Während des Besuchs von Giorgia Meloni in Shengjin am 5. Juni landeten die beiden Aktivisten Arlinda Lleshi und Edison Lika bei der Polizei, weil sie während des Gastgebertreffens einen Slogan herausbrachten, der den 5. November 2023, den Tag der Unterzeichnung des Abkommens, verglich Rama-Meloni-Protokoll am 7. April 1939, als das faschistische Italien in Albanien einmarschierte.

„Italien behandelte Albanien als seine eigene Kolonie, nahm dessen Land und etablierte seine Gerichtsbarkeit über dieses Land. Während wir 1939 machtlos waren, etwas zu tun, mussten wir dieses Mal nicht auf diese Weise handeln.“ betont Lleshi.

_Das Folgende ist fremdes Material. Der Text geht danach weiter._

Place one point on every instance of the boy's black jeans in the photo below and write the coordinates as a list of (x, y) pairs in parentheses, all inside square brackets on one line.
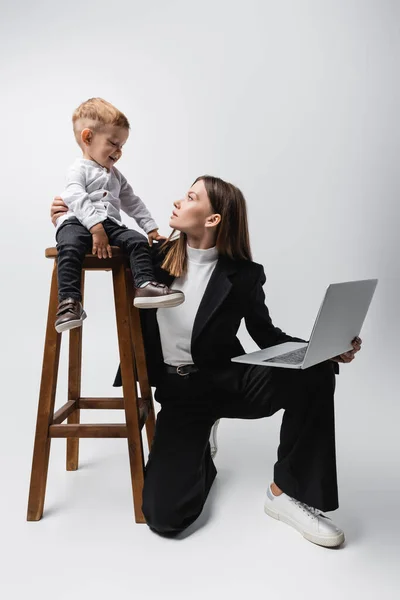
[(74, 241)]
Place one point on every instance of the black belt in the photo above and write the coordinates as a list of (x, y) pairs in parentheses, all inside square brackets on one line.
[(182, 370)]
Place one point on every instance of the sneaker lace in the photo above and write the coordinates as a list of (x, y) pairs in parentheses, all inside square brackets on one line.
[(309, 510)]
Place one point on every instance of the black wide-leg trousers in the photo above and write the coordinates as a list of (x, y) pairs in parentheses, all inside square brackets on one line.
[(179, 472)]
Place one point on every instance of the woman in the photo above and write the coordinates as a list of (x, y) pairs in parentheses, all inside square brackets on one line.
[(189, 350)]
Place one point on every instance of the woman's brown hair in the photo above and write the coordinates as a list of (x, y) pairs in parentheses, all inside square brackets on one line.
[(233, 238)]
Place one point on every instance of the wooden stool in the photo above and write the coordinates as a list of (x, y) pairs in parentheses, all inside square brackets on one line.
[(138, 410)]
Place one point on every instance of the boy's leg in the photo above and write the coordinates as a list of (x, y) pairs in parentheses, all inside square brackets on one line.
[(73, 242), (136, 246)]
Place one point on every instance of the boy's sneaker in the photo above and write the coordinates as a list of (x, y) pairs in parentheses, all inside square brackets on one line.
[(70, 314), (213, 439), (157, 295), (311, 523)]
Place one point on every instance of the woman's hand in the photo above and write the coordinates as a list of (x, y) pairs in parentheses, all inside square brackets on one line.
[(154, 235), (57, 209), (350, 355)]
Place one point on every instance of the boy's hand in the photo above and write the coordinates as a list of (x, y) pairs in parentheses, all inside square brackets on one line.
[(101, 246), (58, 208), (154, 235)]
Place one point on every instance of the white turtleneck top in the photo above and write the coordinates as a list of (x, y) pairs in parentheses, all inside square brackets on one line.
[(176, 324)]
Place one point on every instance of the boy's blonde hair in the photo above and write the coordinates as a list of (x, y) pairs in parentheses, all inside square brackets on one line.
[(94, 113)]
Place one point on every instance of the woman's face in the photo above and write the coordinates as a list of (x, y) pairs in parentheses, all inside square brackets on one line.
[(191, 214)]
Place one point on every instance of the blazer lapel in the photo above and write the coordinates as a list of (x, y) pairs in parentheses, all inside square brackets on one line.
[(215, 293)]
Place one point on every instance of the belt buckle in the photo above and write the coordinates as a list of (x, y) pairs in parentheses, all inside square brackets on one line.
[(179, 372)]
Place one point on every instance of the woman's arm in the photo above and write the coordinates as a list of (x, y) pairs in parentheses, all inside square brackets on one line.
[(258, 321)]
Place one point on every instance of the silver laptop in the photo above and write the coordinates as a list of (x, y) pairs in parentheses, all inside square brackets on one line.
[(339, 321)]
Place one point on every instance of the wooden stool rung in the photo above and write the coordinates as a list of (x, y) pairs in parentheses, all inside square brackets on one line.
[(64, 412), (101, 403), (89, 430)]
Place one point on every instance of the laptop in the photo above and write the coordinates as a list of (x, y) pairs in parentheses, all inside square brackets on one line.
[(339, 321)]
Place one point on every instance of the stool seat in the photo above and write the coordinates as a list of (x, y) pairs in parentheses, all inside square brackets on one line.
[(139, 410)]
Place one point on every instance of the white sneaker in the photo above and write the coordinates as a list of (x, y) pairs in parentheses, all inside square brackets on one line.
[(311, 523), (213, 439)]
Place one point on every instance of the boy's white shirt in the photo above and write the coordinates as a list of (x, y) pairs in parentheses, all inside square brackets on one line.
[(86, 184)]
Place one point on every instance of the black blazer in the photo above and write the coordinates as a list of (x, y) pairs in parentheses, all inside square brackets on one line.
[(235, 291)]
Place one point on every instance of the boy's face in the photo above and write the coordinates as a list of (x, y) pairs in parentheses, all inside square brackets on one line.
[(105, 145)]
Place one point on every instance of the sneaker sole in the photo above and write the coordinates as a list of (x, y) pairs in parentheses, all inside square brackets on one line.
[(71, 324), (159, 302), (328, 542)]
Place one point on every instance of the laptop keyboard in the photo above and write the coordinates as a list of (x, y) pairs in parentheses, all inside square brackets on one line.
[(293, 358)]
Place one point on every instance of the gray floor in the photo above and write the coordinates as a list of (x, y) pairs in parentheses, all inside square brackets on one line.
[(88, 546)]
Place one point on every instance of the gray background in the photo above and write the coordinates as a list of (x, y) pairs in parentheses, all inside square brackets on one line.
[(297, 103)]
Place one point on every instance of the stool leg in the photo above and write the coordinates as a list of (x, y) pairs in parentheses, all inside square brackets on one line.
[(140, 359), (48, 385), (134, 435), (74, 386)]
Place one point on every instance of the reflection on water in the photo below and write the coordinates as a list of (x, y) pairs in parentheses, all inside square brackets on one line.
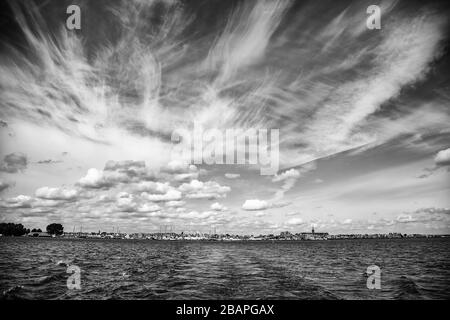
[(33, 268)]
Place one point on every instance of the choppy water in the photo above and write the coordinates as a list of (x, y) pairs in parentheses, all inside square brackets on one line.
[(33, 268)]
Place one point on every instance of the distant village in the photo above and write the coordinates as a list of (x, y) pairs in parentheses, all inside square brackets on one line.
[(283, 236)]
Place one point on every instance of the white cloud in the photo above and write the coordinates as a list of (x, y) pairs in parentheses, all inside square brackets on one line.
[(295, 221), (443, 157), (148, 208), (204, 190), (175, 204), (56, 193), (170, 195), (218, 207), (232, 175), (288, 174), (255, 204)]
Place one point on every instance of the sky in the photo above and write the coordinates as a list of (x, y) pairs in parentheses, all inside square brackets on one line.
[(87, 116)]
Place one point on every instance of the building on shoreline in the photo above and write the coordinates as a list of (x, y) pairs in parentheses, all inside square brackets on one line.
[(314, 235)]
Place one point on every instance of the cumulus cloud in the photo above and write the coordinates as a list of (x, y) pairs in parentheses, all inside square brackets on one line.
[(14, 162), (94, 179), (405, 218), (255, 204), (288, 174), (175, 204), (443, 158), (56, 193), (295, 222), (170, 195), (20, 201), (48, 161), (232, 175), (204, 190), (4, 185), (218, 207)]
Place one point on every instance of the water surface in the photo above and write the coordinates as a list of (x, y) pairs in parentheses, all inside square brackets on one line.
[(32, 268)]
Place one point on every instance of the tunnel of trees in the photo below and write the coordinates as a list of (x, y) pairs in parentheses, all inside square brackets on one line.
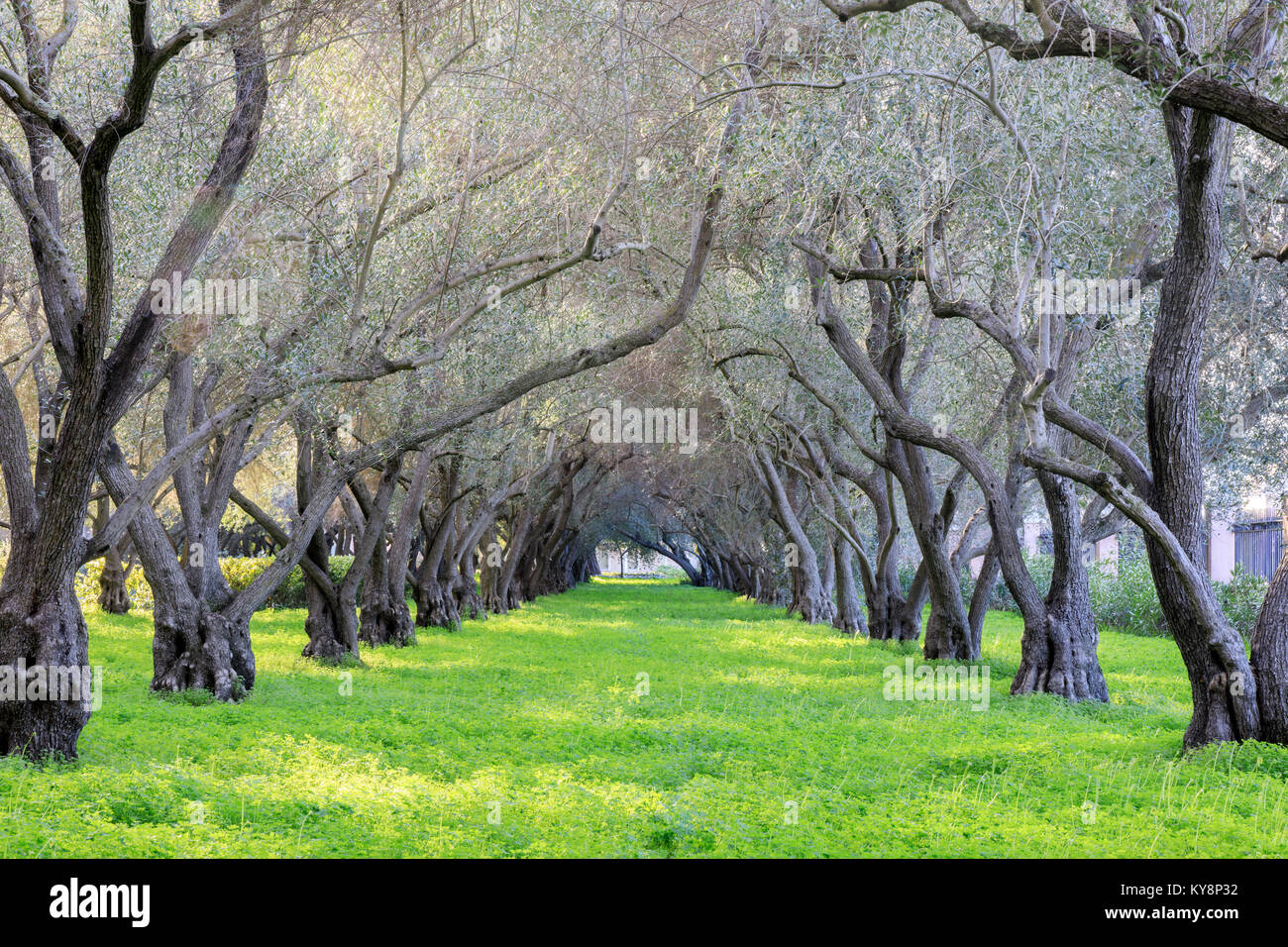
[(818, 303)]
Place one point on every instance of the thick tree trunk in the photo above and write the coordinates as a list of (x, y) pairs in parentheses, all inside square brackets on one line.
[(849, 612), (1222, 682), (1060, 657), (114, 596), (331, 630), (46, 635), (197, 648)]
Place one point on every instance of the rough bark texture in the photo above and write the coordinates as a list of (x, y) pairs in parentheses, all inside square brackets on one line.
[(196, 648), (1060, 656), (50, 633), (114, 596)]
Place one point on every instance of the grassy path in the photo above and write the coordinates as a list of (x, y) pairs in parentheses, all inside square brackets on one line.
[(536, 722)]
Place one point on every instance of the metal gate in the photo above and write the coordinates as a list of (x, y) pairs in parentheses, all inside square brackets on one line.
[(1258, 547)]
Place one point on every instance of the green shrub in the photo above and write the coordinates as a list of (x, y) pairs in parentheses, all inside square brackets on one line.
[(1240, 599), (1126, 600)]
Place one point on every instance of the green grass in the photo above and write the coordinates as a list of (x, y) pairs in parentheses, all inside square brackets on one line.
[(746, 711)]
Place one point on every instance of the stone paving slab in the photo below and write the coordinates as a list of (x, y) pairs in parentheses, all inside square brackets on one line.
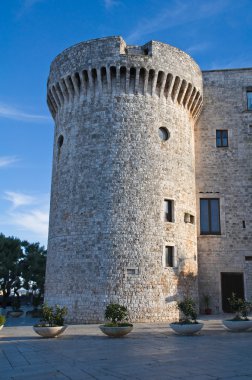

Reaktionen internationaler Organisationen

Die internationalen Reaktionen auf das Protokoll sind widersprüchlich. Die Hohe Kommissarin für Menschenrechte im Europarat, Dunja Mijatovic, hat es als „gefährlichen einflussreichen Trend für Asylbewerber außerhalb des europäischen Rahmens“ bezeichnet, während die Kommissarin für Migration in der EU, Ylva Johansson, erklärt hat, dass „dies.“ Vereinbarung verstößt nicht gegen EU-Recht.“

In der Zwischenzeit wird der Hohe Flüchtlingskommissar der Vereinten Nationen voraussichtlich in den ersten drei Monaten eine Überwachungsfunktion übernehmen und versuchen, den Flüchtlingsschutz zu verbessern, indem er etwaige Verstöße gegen internationale Menschenrechte und internationales Recht erkennt und den zuständigen Behörden meldet. Flüchtlinge.

Am 18. Januar verfassten 31 lokale und internationale Organisationen eine einvernehmliche Stellungnahme, in der sie dieses Abkommen als verfassungswidrig beurteilten Amnesty International (AI) betonte, dass diese Vereinbarung die gesetzlichen Grenzen überschreitet.

Citizens hat außerdem einen Podcast zum Flüchtlingsabkommen veröffentlicht, mit der Migrationsexpertin Eda Gemi.